どうも、記憶は、記憶の中身と、記憶の中身を管理する管理部の二階建になってるみたいです。
そして、意識がアクセスするのは、管理部の方なんです。
管理部は数分前とか、昨日とか、先週とかって分けて管理します。
本でたとえれば目次です。
本文が記憶の中身です。
目次には、昨日は何ページ、10年前は何ページって本文のページが書いてあるんです。
プログラムで考えると、意識プログラムが思い出すとき、記憶管理プログラムに昨日とか先週ってパラメータを渡すんですよ。
そしたら、記憶管理プログラムがパラメータに応じた本文の内容を引き出して再現するわけです。

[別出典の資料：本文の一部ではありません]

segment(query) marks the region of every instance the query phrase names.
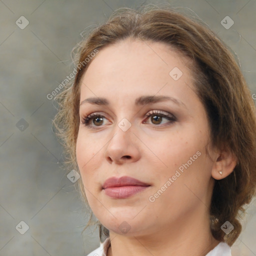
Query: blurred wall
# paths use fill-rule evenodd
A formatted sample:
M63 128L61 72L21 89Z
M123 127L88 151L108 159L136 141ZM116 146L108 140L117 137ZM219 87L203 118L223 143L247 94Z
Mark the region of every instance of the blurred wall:
M206 22L239 56L256 100L255 0L0 0L0 256L82 256L98 246L97 230L82 234L88 217L63 168L46 96L74 68L84 28L150 2L190 8ZM256 202L234 256L256 255Z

さて、意識が認識する仮想世界を作ってるのは無意識さんです。
無意識さんは、さらに、今の世界を文章に変換して本文に書きこみます。
そして、そのページ数を目次に書き込むわけです。
目次は、これだで終わりません。
1分前の出来事は一分後には2分前になりますよね。
昨日の出来事は明日になればおとといになりますよね。
つまり、目次は一回作ったら終わりじゃなくて随時更新しないといけないんですよ。
今日あった出来事はリアルタイムで更新されます。
それ以上前の記憶は寝てる間に更新されるんでしょう。
このとき、古い記憶は、重要な物だけ残して、重要でないことは忘れます。
注意してほしいのは、古い記憶をわすれるって、経年劣化で自然と起こってるわけじゃないってことです。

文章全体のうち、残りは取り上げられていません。